Privately, the board told me the gig is up. The announcement of my “retirement” won’t be made for a few more weeks. Publicly, of course, I keep spouting off the same nonsense I always have – useless comments about how pleased I am with the way our ‘turnaround’ is going.
“Our actions over the past several years, and today, position us not only to survive this tough period, but to come out of it as a lean, strong and successful company…”
It’s pretty amazing what you can get away with saying as the chairman of a public company. The press actually takes that crap seriously. Not a single newspaper reporter in America can read a financial statement… luckily for me.
Here’s what I should have said:
“We don’t have a prayer of saving this company and, really, we never did. It is impossible to repair the fatal damage done to our great company by the enormous pension and health care liabilities promised to our workers decades ago. The best we can do now – by suspending our dividend, cutting health care benefits for all white-collar retirees, and ‘postponing’ our required union health care funding – is keep the lights on another two or three quarters.”
GM suffers from two insurmountable and interconnected problems: rising debts and declining market share.
Even now, in the last innings of this horrible game, GM’s overall debt load increased by $1.5 billion last quarter. And our global market share declined by another percentage point, to 12.3%. This is the terrible trap I’ve been describing to you, quarter after quarter. There is no escape. Our debts make it impossible to invest enough capital to upgrade our manufacturing capabilities. And our inability to upgrade the styling and performance of our cars causes us to lose market share, little by little.

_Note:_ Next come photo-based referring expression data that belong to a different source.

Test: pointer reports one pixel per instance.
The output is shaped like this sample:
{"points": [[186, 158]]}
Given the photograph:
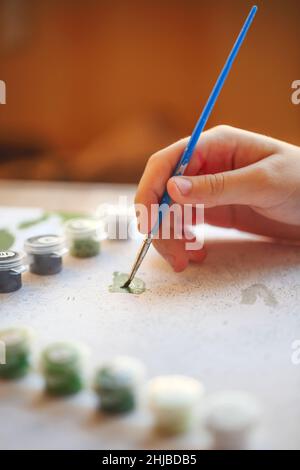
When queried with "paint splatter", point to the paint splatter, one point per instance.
{"points": [[65, 216], [256, 291], [7, 240], [136, 287]]}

Since 1992, our share of global car sales has fallen from 30% to about 12%. Meanwhile, our debt load quadrupled.
Why did this happen? How could GM’s executives ignore the noose being laid around our necks? Are we really as stupid, lazy, or greedy as certain newsletter writers have claimed? Why didn’t we think to pay down our debts as our market share fell and our pricing power evaporated?
We had no choice.
In the last 15 years, GM has spent $55 billion on pension plans – compared to only $13 billion in dividends. Cutting our dividend to zero 15 years ago wouldn’t have made much of a difference in terms of our solvency today. It would have bought us another year of operations, at most. What bankrupted America’s leading manufacturing company wasn’t inept or greedy management. What bankrupted GM (and what will soon bankrupt the United States government) are unlimited pension and health care promises whose costs cannot be contained and could not have been estimated at the time they were granted.

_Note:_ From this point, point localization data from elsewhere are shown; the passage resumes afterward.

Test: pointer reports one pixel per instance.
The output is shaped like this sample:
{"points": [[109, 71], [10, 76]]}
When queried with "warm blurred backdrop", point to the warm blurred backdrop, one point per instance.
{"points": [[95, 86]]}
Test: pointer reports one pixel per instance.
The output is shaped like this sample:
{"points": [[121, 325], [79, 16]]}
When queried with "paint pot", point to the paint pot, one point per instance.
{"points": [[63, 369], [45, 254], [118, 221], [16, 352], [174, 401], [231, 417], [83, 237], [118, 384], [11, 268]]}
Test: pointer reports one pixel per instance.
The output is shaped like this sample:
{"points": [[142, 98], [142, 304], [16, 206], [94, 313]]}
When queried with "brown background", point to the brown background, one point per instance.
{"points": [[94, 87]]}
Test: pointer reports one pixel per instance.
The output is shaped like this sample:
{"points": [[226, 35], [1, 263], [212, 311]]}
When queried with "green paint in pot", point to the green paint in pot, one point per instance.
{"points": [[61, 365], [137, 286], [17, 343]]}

As I told you in my last letter, GM is now in a death spiral. In the most recent quarter, we lost more than $15 billion. Our sales volume fell 20% from last year. We even lost $2.4 billion on leases – which indicates bigger problems to come. We’re no longer offering leases on most of our cars, a move that will decrease revenues further. About 10% of our sales volume comes from leases.
We are now down to $21 billion in cash. As I’ve told you, we must have between $10 billion and $14 billion to keep operating. Given the rapid decline of our operations and revenue, I think we’ll be very lucky to survive 2008. There’s no way we can last through the end of 2009 without filing for bankruptcy. We’re doing everything we can to conserve cash, but it won’t make much difference.
We’ve been steadily losing around $3 billion in cash reserves per quarter since the third quarter of 2007. All of our efforts to staunch the bleeding have ended up being overwhelmed by our deteriorating credit quality, rapidly declining market share, and the losses from our 49% owned financial subsidiary GMAC (which was a major originator of subprime mortgages).
If you remember from my first letter, I warned that as our debt matured it could only be refinanced at much higher rates. This has always been the supreme risk to our shareholders – our Sword of Damocles. It was only a matter of time before it fell on our head.
In mid-2007, our company was downgraded from an investment-grade credit all the way to “junk” status. Currently, our near-maturity bonds (the 7.2% 2011s) are trading at $0.60 on the dollar, yielding 32%. This implies the credit market expects us to default on these bonds – to file for bankruptcy. This makes it impossible for us to roll over our existing debts – we cannot afford to pay 32% a year on our obligations. In 2008 and 2009, we have around $5 billion in debt coming due. We have no way to refinance these obligations and no way to repay them. We will file for bankruptcy. And quite honestly, the sooner we file, the better.